В своей жизни я повидал немало беспричинно жестоких людей. Я знал множество помощников капитанов пароходов на Миссисипи — сорт людей, тщательно отбираемых среди хулиганов, наиболее искусных в сквернословии, непристойностях и скором на расправу насилии; я видел надсмотрщиков за неграми на невольничьих рынках Сент-Луиса, Мемфиса и Нового Орлеана, а также надсмотрщиков на плантациях Миссисипи и Луизианы; работая судебным репортером в одном из крупнейших городов Америки, я сталкивался с тысячами ожесточенных мерзавцев — бандитов из притонов, питейных заведений и переулков, составляющих опасные классы мегаполиса. Я знал капитана Вирца. Но за весь этот исключительно обширный и разнообразный опыт я никогда не встречал человека, который, казалось бы, любил жестокость ради нее самой больше, чем лейтенант Барретт.
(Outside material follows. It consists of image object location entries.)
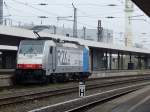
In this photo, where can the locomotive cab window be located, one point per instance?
(31, 47)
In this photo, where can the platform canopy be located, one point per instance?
(144, 5)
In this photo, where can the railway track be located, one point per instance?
(85, 103)
(26, 96)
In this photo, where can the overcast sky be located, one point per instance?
(88, 11)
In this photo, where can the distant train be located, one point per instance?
(51, 61)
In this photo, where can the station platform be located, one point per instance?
(110, 73)
(137, 101)
(7, 74)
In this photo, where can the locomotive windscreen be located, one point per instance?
(31, 47)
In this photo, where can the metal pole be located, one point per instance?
(1, 12)
(75, 22)
(84, 32)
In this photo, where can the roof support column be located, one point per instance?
(118, 61)
(110, 60)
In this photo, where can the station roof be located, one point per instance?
(93, 44)
(12, 36)
(143, 5)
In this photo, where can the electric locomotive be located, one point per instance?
(51, 61)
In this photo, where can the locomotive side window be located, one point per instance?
(51, 50)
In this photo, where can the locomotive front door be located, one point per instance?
(50, 59)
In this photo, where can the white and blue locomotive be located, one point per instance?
(49, 60)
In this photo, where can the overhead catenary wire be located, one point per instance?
(41, 10)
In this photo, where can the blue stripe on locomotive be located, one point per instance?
(85, 60)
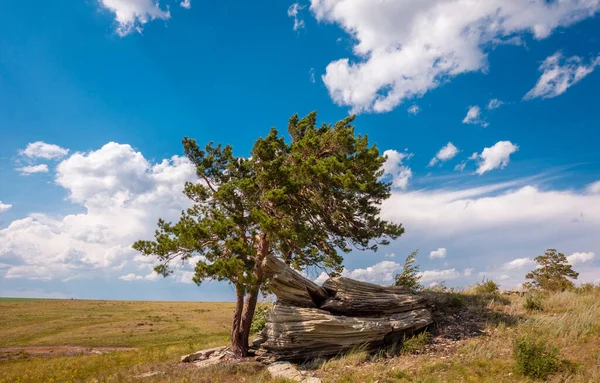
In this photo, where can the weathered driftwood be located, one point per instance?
(350, 297)
(302, 333)
(290, 287)
(310, 321)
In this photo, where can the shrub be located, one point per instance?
(486, 286)
(536, 359)
(533, 303)
(259, 320)
(455, 300)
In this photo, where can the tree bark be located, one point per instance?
(252, 296)
(237, 346)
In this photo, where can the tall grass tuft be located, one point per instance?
(536, 359)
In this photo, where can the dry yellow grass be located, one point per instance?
(163, 331)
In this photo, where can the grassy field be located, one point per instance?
(114, 341)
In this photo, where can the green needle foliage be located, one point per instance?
(304, 201)
(410, 273)
(552, 273)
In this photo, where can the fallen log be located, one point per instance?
(350, 297)
(310, 321)
(290, 287)
(295, 333)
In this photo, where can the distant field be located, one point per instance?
(116, 341)
(34, 333)
(18, 299)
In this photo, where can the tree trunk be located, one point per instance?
(252, 296)
(237, 345)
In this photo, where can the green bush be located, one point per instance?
(486, 286)
(416, 343)
(536, 359)
(259, 321)
(455, 300)
(533, 303)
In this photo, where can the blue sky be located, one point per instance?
(97, 94)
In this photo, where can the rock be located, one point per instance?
(210, 361)
(285, 370)
(202, 354)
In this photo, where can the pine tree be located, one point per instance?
(410, 273)
(552, 273)
(304, 201)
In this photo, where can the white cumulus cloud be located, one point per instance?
(122, 195)
(494, 104)
(557, 78)
(404, 48)
(131, 15)
(578, 258)
(438, 254)
(381, 273)
(25, 170)
(40, 149)
(446, 153)
(495, 157)
(518, 263)
(394, 168)
(474, 117)
(438, 275)
(294, 12)
(4, 207)
(594, 188)
(414, 110)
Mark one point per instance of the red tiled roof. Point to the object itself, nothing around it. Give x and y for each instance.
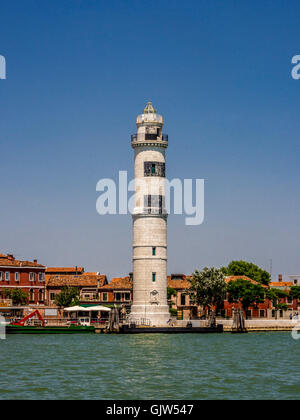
(281, 283)
(235, 278)
(183, 283)
(79, 270)
(7, 260)
(119, 283)
(75, 281)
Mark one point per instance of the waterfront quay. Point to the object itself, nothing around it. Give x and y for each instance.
(150, 366)
(37, 297)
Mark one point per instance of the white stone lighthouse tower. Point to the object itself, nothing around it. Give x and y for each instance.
(149, 221)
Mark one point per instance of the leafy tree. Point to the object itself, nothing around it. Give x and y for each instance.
(173, 312)
(245, 292)
(275, 295)
(7, 293)
(244, 268)
(283, 306)
(295, 292)
(208, 287)
(69, 296)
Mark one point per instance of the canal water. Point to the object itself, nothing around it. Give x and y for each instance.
(150, 366)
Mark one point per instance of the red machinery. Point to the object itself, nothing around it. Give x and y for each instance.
(22, 321)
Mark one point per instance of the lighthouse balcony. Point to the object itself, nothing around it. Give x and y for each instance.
(149, 139)
(148, 136)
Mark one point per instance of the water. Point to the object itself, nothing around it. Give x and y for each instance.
(150, 366)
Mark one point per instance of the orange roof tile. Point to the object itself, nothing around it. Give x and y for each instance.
(281, 283)
(6, 260)
(79, 270)
(179, 283)
(235, 278)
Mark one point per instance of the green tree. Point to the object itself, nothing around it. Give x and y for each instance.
(171, 292)
(245, 292)
(69, 296)
(244, 268)
(208, 287)
(18, 296)
(274, 295)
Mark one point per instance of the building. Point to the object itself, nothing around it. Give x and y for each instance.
(149, 221)
(87, 283)
(117, 292)
(181, 300)
(26, 275)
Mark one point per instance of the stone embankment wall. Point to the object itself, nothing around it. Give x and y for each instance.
(251, 325)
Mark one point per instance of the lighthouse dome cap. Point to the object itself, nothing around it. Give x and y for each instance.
(149, 109)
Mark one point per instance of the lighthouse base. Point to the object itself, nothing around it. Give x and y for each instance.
(150, 315)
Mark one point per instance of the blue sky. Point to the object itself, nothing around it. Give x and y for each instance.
(78, 73)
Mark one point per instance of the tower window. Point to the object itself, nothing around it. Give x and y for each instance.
(155, 203)
(154, 169)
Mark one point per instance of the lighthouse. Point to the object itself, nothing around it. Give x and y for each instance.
(149, 218)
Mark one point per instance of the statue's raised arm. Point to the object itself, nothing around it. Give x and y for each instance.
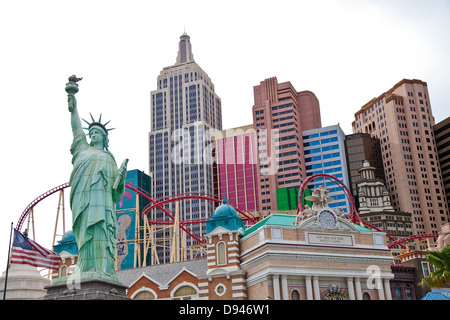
(71, 89)
(96, 186)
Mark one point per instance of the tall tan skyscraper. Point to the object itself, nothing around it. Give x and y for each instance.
(184, 111)
(403, 121)
(280, 114)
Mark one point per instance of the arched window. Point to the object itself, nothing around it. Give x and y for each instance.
(184, 293)
(221, 253)
(63, 271)
(144, 295)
Он находил такое удовольствие в причинении боли, какое испытывают те индейцы, что срезают у своих пленников веки, уши, носы и руки, прежде чем сжечь их на костре.
Тот факт, что что-то причиняло кому-то боль, всегда был достаточной причиной для него, чтобы сделать это. Умирающие от голода и замерзающие пленные имели обыкновение собираться в значительных количествах перед воротами и стоять там часами, бессмысленно глядя на них. В этом не было какой-то особой цели, просто это была центральная точка, туда доставляли пайки, время от времени туда заходил офицер, и это было единственным местом, где могло произойти хоть что-то, способное разнообразить унылую монотонность дня, и парни шли туда потому, что больше ничто не могло занять их умы. Любимой шуткой Барретт стало подкрадываться к воротам с охапкой дубинок и, внезапно распахнув калитку, бросать их одну за другой в толпу со всей присущей ему силой. Многих сбивали с ног, и многие получали травмы, приводившие к смертельной гангрене. Если бы он оставлял дубинки лежать там, куда их бросил, от его подлости была бы хоть какая-то польза, но он неизменно заходил внутрь и аккуратно подбирал все, до чего мог дотянуться, в качестве боеприпасов на будущее.
Мне доводилось слышать, как люди говорили о проявлении справедливости или даже о милости со стороны Вирца. Я никогда не слышал, чтобы кто-то говорил подобное о Барретте. Подобно Уиндеру, если у него и было какое-то искупающее достоинство, оно тщательно скрывалось от взора всех, кого я встречал и кто его знал.
Откуда взялся этот малый, какой штат заслужил бесславие породить и вырастить его, кем он был до войны, что с ним стало после того, как он покинул нас — все это вопросы, о которых я никогда не слышал даже слухов, за исключением очень смутного о том, что он был убит нашей кавалерией: кто-то из вернувшихся пленных опознал его и пристрелил.